Texas Court Upholds Engineer’s Tort Duty to Third Parties

The Texas appellate decision recently confirmed that state’s general rules regarding the outer limits of common law tort liability arising from alleged construction defects. USA Walnut Creek, DST v. Terracon Consultants, Inc., 2015 Tex. App. LEXIS 1806 (Tex. App. – Corpus Christi 2015) involved an apartment complex owner’s negligence claims against the prior owner, developer and general contractor that constructed a group of apartments in Austin, Texas. The fourteen building complex was completed in 2002, and sold to plaintiff/appellant three years later. Within three to four years thereafter, various engineers inspecting the complex reported systemic flaws in most of the buildings, including significant drywall cracks, foundation movement, unlevel floors, out-of-plumb door jambs and numerous other issues. Plaintiff and its retained engineers attributed most or all of these defects to insufficient or poorly performed soil testing, site preparation and composition of foundations.

After appearances by the original owner, developer and general contractor, the parties agreed to amend the pleadings and add Terracon Consultants, Inc. (“Terracon”) as an additional defendant. Terracon was an engineering consultant that performed soil borings, inspections and other geotechnical engineering services as a subcontractor of the developer.

Terracon Consultants, Inc. (“Terracon”) moved for summary judgment on the ground that it had operated as a professional services subcontractor under contract to the developer and general contractor and, therefore, owed no contractual or tort duty to plaintiff. Following a hearing on the motion, the trial court granted Terracon’s motion and dismissed the action. Plaintiff appealed.

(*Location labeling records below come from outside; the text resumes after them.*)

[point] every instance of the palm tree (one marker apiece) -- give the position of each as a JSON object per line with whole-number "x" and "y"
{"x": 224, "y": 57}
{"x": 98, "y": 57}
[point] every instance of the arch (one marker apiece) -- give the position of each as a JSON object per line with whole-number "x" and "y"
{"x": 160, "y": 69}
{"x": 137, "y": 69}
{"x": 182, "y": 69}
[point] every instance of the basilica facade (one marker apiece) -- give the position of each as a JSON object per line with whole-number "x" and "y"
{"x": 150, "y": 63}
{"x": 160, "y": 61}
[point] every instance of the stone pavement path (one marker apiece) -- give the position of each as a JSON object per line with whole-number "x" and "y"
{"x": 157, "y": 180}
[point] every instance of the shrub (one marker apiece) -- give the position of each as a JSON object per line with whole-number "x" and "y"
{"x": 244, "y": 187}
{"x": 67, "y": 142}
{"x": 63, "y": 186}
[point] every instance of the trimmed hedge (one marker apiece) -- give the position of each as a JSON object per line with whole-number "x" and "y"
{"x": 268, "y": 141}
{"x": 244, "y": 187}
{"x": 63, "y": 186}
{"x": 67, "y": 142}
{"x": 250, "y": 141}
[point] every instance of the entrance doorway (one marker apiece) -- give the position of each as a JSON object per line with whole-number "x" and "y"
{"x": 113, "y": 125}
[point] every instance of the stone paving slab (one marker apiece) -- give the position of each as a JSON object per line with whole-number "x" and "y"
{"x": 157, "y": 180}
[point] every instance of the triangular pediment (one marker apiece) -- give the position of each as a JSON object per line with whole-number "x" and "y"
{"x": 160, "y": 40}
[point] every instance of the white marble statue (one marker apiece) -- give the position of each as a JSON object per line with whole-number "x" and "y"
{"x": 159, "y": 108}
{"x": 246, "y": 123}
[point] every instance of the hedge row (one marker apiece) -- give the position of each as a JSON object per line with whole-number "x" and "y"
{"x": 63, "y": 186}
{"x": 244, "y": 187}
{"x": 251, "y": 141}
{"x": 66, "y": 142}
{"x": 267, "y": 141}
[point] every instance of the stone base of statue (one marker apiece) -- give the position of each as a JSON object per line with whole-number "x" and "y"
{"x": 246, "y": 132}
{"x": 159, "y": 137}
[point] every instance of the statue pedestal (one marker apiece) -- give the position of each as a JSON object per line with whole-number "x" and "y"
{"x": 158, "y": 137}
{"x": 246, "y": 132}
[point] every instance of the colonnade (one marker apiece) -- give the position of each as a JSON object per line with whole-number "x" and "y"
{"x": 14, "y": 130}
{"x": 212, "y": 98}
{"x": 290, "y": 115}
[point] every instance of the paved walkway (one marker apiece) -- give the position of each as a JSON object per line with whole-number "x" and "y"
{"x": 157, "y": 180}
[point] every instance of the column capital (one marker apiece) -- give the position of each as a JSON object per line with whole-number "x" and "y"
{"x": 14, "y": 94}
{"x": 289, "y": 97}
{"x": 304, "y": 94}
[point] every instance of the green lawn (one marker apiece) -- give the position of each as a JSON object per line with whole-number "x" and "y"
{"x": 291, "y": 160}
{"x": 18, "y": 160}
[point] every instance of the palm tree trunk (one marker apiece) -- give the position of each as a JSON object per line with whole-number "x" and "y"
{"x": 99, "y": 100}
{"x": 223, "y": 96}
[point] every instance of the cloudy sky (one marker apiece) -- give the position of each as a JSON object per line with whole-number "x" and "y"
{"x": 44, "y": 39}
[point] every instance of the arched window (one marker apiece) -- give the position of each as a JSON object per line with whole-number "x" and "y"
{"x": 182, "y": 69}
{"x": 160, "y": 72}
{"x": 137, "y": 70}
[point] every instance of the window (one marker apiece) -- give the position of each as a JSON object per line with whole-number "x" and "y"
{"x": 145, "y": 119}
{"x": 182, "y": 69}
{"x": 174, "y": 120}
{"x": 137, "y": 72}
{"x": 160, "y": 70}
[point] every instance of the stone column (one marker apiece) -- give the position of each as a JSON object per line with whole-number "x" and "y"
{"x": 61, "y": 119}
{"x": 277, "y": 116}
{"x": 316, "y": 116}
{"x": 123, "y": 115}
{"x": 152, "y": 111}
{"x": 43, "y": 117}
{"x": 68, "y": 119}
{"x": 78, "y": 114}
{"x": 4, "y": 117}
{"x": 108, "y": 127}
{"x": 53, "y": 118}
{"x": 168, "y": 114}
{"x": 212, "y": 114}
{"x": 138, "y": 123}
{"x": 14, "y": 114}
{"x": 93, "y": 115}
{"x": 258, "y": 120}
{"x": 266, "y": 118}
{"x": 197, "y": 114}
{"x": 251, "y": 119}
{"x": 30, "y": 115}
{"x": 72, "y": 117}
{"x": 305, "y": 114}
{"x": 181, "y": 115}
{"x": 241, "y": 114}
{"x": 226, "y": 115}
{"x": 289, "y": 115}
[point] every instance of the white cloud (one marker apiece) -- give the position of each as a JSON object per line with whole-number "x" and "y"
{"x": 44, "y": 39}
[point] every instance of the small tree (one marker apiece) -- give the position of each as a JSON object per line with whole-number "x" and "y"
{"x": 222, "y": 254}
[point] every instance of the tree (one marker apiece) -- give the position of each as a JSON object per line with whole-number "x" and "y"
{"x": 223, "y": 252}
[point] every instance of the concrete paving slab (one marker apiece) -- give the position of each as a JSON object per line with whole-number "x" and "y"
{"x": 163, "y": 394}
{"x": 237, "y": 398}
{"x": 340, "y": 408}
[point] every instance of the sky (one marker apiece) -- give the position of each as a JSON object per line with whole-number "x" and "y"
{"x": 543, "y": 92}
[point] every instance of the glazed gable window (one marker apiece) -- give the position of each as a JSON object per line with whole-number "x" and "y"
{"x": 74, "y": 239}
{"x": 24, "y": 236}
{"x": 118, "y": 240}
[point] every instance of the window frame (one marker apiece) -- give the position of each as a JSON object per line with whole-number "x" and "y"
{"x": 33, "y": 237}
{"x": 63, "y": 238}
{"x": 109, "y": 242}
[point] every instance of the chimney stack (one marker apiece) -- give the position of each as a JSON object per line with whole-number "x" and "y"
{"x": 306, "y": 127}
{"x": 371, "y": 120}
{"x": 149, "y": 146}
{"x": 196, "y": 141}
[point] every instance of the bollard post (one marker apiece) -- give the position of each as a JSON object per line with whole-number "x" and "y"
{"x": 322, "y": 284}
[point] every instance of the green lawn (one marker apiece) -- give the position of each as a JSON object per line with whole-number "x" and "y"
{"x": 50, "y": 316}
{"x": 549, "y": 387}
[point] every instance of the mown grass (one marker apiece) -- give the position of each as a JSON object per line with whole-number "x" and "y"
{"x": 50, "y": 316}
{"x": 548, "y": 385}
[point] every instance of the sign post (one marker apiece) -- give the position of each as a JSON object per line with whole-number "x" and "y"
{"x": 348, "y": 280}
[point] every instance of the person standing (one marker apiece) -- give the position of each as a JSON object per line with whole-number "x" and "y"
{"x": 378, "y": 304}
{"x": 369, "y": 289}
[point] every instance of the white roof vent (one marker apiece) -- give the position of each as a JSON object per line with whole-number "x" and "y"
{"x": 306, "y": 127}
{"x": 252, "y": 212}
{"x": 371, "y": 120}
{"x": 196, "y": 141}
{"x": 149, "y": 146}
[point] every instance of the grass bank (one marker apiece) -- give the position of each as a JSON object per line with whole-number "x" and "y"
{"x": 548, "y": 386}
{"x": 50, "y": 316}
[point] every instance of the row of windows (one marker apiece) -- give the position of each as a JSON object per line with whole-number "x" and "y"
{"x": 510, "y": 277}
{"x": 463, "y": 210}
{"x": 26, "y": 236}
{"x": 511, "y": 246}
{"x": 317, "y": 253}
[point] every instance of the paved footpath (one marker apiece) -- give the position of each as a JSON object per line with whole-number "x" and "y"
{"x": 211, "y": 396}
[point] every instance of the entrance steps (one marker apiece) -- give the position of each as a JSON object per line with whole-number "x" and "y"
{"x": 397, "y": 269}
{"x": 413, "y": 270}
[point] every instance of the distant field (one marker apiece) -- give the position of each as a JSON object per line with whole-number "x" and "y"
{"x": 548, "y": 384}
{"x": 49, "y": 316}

The appellate court rejected Terracon’s attempt to define the theory of liability asserted against it as requiring direction or control over the apartment complex construction. In this regard, the court noted that plaintiff did not allege Terracon’s negligent management of the construction process. Rather, plaintiff alleged that Terracon negligently performed its services including soil testing, reporting and advice on structure foundations to the general contractor. Moreover, the appellate court favorably cited Texas case law holding that the existence of a construction contract (or other type of contract) does not always limit claims against the design professional to those in privity. In other words, the contract does not insulate the engineer from tort liability claims brought by third parties. In the instant matter, an expert’s affidavit concluded that remediation of damage in all of the buildings would cost over $6,000,000, an amount exponentially greater than Terracon’s contract fee. The court found this evidence compelling enough to create an issue of fact as to Terracon’s tort liability.

The Court finally cited with approval to an earlier Texas decision considering the issue of contractor/designer liability to third-parties: “A party cannot avoid tort liability to the world simply by entering into a contract with one party [otherwise] the economic loss rule [would] swallow all claims between contractual and commercial strangers.” Id. at 10. In the end, the Court reversed the trial court’s grant of Terracon’s motion and reinstated the claims and cross claims against that party.